Association Belge des Syndicats Médicaux

2016/06/18 Traitement à la méthadone et autres médications de substitution administré par des médecins généralistes

Avis

Le Conseil national est interrogé concernant les conditions, pour les médecins généralistes, de traitement des consommateurs d'opiacés avec une médication de substitution ainsi que la collaboration y afférente avec les centres/réseaux professionnels d'aide aux toxicomanes.

 

Avis du Conseil national :

En sa séance du 18 juin 2016, le Conseil national a examiné les conditions, pour les médecins généralistes, de traitement des consommateurs d'opiacés avec une médication de substitution ainsi que la collaboration y afférente avec les centres/réseaux professionnels d'aide aux toxicomanes.

L'arrêté royal du 19 mars 2004, modifié par l'arrêté royal du 6 octobre 2006, réglementant le traitement de substitution (M.B. 21 novembre 2006) détermine notamment les conditions de participation et l'obligation d'enregistrement des médecins qui traitent régulièrement des consommateurs de drogues (simultanément plus de deux patients) avec des médicaments de substitution.

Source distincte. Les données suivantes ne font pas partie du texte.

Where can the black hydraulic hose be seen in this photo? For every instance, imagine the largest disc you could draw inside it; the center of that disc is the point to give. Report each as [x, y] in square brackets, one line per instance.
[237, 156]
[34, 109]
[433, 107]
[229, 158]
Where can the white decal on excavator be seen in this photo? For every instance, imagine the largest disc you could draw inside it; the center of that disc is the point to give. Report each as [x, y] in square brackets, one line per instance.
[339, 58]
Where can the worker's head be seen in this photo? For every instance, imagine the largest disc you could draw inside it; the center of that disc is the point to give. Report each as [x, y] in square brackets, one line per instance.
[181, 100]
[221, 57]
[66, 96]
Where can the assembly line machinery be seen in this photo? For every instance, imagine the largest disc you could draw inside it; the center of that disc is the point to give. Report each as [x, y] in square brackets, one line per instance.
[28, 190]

Ces conditions impliquent qu'une collaboration étroite et continue doit exister entre ces médecins enregistrés et les centres/réseaux professionnels d'aide aux toxicomanes, par l'échange de connaissances et d'informations. L'enregistrement d'un médecin est par conséquent contraignant.

Ce groupe de patients exige un encadrement pluridisciplinaire. Outre la prescription de médicaments de substitution, un accompagnement psychosocial est nécessaire. Pour cette population de patients, le médecin enregistré fera également appel aux équipes pluridisciplinaires agréées des centres/réseaux professionnels d'aide aux toxicomanes.

Du point de vue déontologique, il n'est pas justifié qu'un médecin ou un groupe de médecins développe(nt) des circuits parallèles pour le traitement de cette patientèle, indépendamment de l'assistance pluridisciplinaire spécialisée et agréée. Le médecin enregistré ne peut pas invoquer la « liberté thérapeutique » pour contourner l'offre d'aide professionnelle, équilibrée et étayée scientifiquement (selon les directives internationales), dans le domaine des programmes de substitution.

Ce qui précède s'applique aussi aux médecins qui ne prescrivent des médicaments de substitution qu'occasionnellement ; ils doivent avoir suivi une formation spécifique, participer régulièrement à des formations et être en contact avec un médecin répondant aux conditions légales.